Sequences of dates are also possible, using Date classes:
seq(as.Date("1999/1/1"), as.Date("1999/3/5"), "week")
## [1] "1999-01-01" "1999-01-08" "1999-01-15" "1999-01-22" "1999-01-29"
## [6] "1999-02-05" "1999-02-12" "1999-02-19" "1999-02-26" "1999-03-05"
seq(as.Date("1999/1/1"), as.Date("1999/3/5"), "day")
## [1] "1999-01-01" "1999-01-02" "1999-01-03" "1999-01-04" "1999-01-05"
## [6] "1999-01-06" "1999-01-07" "1999-01-08" "1999-01-09" "1999-01-10"
## [11] "1999-01-11" "1999-01-12" "1999-01-13" "1999-01-14" "1999-01-15"
## [16] "1999-01-16" "1999-01-17" "1999-01-18" "1999-01-19" "1999-01-20"
## [21] "1999-01-21" "1999-01-22" "1999-01-23" "1999-01-24" "1999-01-25"

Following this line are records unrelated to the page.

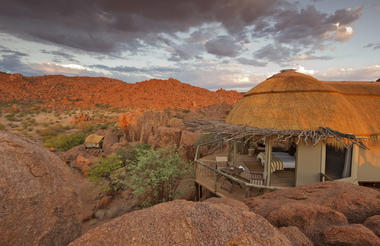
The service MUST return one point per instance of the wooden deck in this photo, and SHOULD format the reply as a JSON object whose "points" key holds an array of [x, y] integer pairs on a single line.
{"points": [[213, 182]]}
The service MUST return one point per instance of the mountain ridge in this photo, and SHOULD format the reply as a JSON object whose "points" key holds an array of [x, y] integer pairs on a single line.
{"points": [[60, 92]]}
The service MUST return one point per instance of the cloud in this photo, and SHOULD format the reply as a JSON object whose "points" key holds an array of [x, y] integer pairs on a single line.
{"points": [[5, 50], [276, 52], [369, 73], [13, 64], [252, 62], [302, 69], [59, 54], [114, 27], [311, 57], [309, 27], [374, 46], [223, 46]]}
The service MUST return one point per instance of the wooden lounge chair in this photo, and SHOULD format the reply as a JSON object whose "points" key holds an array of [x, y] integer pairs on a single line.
{"points": [[221, 161], [257, 178]]}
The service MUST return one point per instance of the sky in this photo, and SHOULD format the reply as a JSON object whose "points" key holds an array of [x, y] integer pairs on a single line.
{"points": [[230, 44]]}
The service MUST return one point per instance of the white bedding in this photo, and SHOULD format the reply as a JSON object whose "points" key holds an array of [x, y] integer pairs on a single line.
{"points": [[288, 160]]}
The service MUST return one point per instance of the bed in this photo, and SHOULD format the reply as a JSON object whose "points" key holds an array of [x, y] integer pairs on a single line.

## [26] "1999-01-26" "1999-01-27" "1999-01-28" "1999-01-29" "1999-01-30"
## [31] "1999-01-31" "1999-02-01" "1999-02-02" "1999-02-03" "1999-02-04"

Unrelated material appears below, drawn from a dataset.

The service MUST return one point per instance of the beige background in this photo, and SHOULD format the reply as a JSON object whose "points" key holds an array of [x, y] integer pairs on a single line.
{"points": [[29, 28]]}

## [36] "1999-02-05" "1999-02-06" "1999-02-07" "1999-02-08" "1999-02-09"
## [41] "1999-02-10" "1999-02-11" "1999-02-12" "1999-02-13" "1999-02-14"
## [46] "1999-02-15" "1999-02-16" "1999-02-17" "1999-02-18" "1999-02-19"

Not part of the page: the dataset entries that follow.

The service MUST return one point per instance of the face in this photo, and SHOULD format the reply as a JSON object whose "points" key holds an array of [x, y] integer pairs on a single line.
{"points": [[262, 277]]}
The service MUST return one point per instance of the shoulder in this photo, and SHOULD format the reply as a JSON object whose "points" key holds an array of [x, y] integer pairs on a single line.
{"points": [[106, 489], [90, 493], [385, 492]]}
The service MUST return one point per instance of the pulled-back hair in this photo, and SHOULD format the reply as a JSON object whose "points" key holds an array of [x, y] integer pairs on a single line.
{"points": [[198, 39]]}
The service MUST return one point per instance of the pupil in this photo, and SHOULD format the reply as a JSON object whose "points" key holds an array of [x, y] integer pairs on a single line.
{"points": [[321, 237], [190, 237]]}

## [51] "1999-02-20" "1999-02-21" "1999-02-22" "1999-02-23" "1999-02-24"
## [56] "1999-02-25" "1999-02-26" "1999-02-27" "1999-02-28" "1999-03-01"
## [61] "1999-03-02" "1999-03-03" "1999-03-04" "1999-03-05"
But vectors can only have one class, so elements will be coerced, such that:
c(1, 2, "c")
## [1] "1" "2" "c"
produces a character vector
We can create vectors of different classes using the appropriate functions:
(1) The function numeric
produces numeric vectors:
numeric()
## numeric(0)
The result is an empty numeric vector. If we supply a length
parameter:
numeric(length = 10)
## [1] 0 0 0 0 0 0 0 0 0 0
The result is a vector of zeroes.
(2) The function character
produces an empty character vector:
character()
## character(0)
We can again supply a length
argument to produce a vector of empty chracter strings:
character(length = 10)
## [1] "" "" "" "" "" "" "" "" "" ""
(3) The function logical
produces an empty logical vector:
logical()
## logical(0)
Or, with a length
parameter, a vector of FALSE values:
logical(length = 10)
## [1] FALSE FALSE FALSE FALSE FALSE FALSE FALSE FALSE FALSE FALSE
These functions may seem kind of pointless right now. But they are useful in large projects.
Filling in the values of a vector “initialized” (e.g., with numeric
, character
, or logical
) is much faster than building a vector with c()
.
This is hard to observe at this scale (a few elements) but matters with bigger data.